Heading upwards and inland, you’ll come to one the highest points on the island: the summit of Pico do Arieiro (1816m). Weather-permitting, you’ll have a magnificent panoramic view across Madeira’s central mountains.
It’s a short drive from Arieiro to the forest park at Ribeiro Frio, where three of the island’s most important levadas converge: the Levada do Furado, the Serra do Faial and the Juncal – making this the ideal spot to preserve and protect Madeira’s endemic plant life. A short walk down the Levada da Serra do Faial will bring you to the famous miradouro at Balcões, overlooking the Ribeira da Metade valley.
Leaving the mountains behind, the road zig-zags down through green valleys of Cruzinha to the east coast village of Faial – a good stopping point for lunch. You’ll begin the afternoon with a visit to the Casas Tradicionais in Santana – the preserved, traditional thatch-and-lavastone buildings that were once common throughout the north-east of the island.

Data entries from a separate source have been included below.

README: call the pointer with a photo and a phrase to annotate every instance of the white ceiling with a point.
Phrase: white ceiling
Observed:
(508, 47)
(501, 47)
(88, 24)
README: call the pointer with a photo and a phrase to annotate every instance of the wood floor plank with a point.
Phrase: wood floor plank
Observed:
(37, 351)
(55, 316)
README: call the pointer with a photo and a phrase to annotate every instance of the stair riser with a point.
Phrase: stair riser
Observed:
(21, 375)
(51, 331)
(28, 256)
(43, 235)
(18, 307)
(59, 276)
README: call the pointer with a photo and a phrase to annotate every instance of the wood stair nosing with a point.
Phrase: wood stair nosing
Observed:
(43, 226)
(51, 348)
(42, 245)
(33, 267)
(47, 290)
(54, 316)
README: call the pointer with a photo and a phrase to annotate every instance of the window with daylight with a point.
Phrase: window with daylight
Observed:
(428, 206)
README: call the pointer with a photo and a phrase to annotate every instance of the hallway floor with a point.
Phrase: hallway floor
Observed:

Your next stop is the village of Porto da Cruz – home to one of the island’s few surviving rum distilleries at Engenho do Norte.
There are three Engenho’s on the island, and the distillery here in Porto da Cruz is the only one still driven by steam. One of Madeira’s best loved cakes is made from a by-product of the distillery – molasses, which is the main ingredient in Bolo de Mel, or ‘Honey Cake’ in English.
Continuing south, you’ll arrive at one of Madeira most-famous natural landmarks: the Ponta de Sao Lourenco peninsula. Whilst the majority of Madeira is green and fertile, Sao Lourenco is a beautifully-barren, desolate finger of desert terrain protruding out into the Atlantic. The peninsula provides a glimpse of a habitat less like the rest of Madeira and more common on the neighbouring Desertas Islands, which are visible to the south.
Your final stop of the day is the town of Machico, where Joao Goncalves Zarco and Trisao Vaz Texiera first landed when they (re)discovered the island on 1st July 1419.
Madeira appears on maps from as early as 1339 – there’s even archaeological evidence that suggests the Vikings may have visited the island around the year 1030. It wasn’t until the mid-15th Century that the Portuguese prince Infante Henrique, (known more widely outside Portugal as Henry the Navigator), sent his captains out into the Atlantic to claim Madeira and her neighbours for the Portuguese crown.